According to an eighteenth aspect there is provided a non-transitory computer readable medium comprising program instructions for causing an apparatus to perform at least the following: determine, for the audio scene, at least one audio scene anchor parameter; obtain, from at least one further apparatus a bitstream, the bitstream comprising: the at least one audio signal; at least one anchor parameter associated with the at least one audio signal; and information configured to assist in the adaptation of the at least one anchor parameter with the at least one audio scene anchor parameter; associate the at least one anchor parameter with the at least one audio scene anchor parameter based on the information configured to assist in the adaptation of the at least one anchor parameter with the at least one audio scene anchor parameter; and render the at least one audio signal based on the association between the at least one anchor parameter with the at least one audio scene anchor parameter.

According to a nineteenth aspect there is provided an apparatus comprising: obtaining circuitry configured to obtain at least one audio signal; obtaining circuitry configured to obtain at least one anchor parameter associated with the at least one audio signal; obtaining circuitry configured to obtain information configured to assist in the adaptation of the at least one anchor parameter with at least one further anchor parameter within an audio scene within which the at least one audio signal is to be rendered.

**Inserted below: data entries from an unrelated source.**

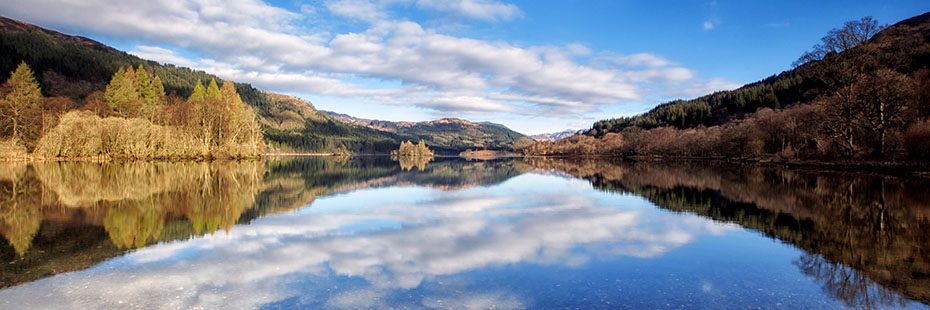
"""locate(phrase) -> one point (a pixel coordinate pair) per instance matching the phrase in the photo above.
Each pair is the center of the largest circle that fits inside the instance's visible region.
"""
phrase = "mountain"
(75, 67)
(556, 136)
(898, 46)
(447, 135)
(860, 96)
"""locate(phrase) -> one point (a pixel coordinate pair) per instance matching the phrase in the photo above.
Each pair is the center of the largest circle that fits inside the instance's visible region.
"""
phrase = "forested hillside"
(862, 93)
(71, 69)
(447, 135)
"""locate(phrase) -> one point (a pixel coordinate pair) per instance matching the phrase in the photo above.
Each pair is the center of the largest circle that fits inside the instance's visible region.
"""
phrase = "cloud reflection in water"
(369, 254)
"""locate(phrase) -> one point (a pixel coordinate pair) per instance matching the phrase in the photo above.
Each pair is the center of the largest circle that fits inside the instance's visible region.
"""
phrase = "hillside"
(900, 46)
(556, 135)
(75, 67)
(865, 99)
(447, 135)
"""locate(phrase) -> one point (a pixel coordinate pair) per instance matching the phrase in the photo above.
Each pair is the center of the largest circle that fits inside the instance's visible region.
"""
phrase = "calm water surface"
(373, 233)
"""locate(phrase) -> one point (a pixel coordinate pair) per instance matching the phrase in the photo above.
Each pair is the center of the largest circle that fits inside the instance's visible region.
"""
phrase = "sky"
(534, 66)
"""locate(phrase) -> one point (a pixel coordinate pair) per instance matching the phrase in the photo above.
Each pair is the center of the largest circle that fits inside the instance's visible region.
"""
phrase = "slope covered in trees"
(861, 94)
(447, 135)
(132, 119)
(71, 69)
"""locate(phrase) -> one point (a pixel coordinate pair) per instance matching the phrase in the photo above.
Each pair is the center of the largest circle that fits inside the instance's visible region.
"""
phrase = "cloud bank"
(391, 60)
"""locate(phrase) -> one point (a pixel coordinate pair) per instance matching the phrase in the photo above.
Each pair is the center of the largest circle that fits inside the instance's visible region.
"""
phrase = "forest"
(132, 119)
(861, 94)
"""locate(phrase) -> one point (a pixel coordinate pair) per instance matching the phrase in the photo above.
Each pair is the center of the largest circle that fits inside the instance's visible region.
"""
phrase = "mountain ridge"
(75, 67)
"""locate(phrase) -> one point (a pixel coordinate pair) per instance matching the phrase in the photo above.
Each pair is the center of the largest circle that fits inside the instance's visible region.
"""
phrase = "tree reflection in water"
(865, 234)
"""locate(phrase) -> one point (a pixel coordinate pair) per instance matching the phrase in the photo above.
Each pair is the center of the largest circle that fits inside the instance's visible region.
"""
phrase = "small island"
(411, 155)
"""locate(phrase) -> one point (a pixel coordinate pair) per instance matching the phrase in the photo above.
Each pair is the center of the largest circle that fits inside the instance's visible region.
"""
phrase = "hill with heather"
(861, 94)
(72, 68)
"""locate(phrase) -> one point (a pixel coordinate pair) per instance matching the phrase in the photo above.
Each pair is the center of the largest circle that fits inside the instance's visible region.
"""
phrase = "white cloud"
(442, 235)
(357, 9)
(488, 10)
(161, 55)
(252, 41)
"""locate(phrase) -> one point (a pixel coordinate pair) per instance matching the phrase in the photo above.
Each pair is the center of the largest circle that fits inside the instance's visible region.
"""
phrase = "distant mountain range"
(75, 67)
(447, 134)
(556, 136)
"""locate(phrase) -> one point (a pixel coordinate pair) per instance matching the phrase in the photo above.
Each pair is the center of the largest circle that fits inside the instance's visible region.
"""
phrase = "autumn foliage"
(132, 119)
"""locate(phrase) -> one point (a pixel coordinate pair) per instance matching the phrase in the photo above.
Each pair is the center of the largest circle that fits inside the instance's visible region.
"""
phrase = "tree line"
(132, 118)
(861, 94)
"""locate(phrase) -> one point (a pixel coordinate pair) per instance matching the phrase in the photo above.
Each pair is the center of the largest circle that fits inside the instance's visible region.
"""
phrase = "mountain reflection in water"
(250, 234)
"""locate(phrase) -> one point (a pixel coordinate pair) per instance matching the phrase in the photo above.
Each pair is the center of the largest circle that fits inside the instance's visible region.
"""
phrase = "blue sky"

According to a twentieth aspect there is provided an apparatus comprising: generating circuitry configured to obtain generate at least one bitstream, wherein the bitstream comprises: at least one audio signal; at least one anchor parameter associated with the at least one audio signal; and information configured to assist in the adaptation of the at least one audio scene anchor parameter with at least one further anchor parameter within an audio scene within which the at least one audio signal is to be rendered.

According to a twenty-first aspect there is provided an apparatus comprising: determining circuitry configured to determine, for the audio scene, at least one audio scene anchor parameter; obtain, from at least one further apparatus a bitstream, the bitstream comprising: the at least one audio signal; at least one anchor parameter associated with the at least one audio signal; and information configured to assist in the adaptation of the at least one anchor parameter with the at least one audio scene anchor parameter; associating circuitry configured to associate the at least one anchor parameter with the at least one audio scene anchor parameter based on the information configured to assist in the adaptation of the at least one anchor parameter with the at least one audio scene anchor parameter; and rendering circuitry configured to render the at least one audio signal based on the association between the at least one anchor parameter with the at least one audio scene anchor parameter.

According to a twenty-second aspect there is provided a computer readable medium comprising program instructions for causing an apparatus to perform at least the following: obtain at least one audio signal; obtaining circuitry configured to obtain at least one anchor parameter associated with the at least one audio signal; obtaining circuitry configured to obtain information configured to assist in the adaptation of the at least one anchor parameter with at least one further anchor parameter within an audio scene within which the at least one audio signal is to be rendered.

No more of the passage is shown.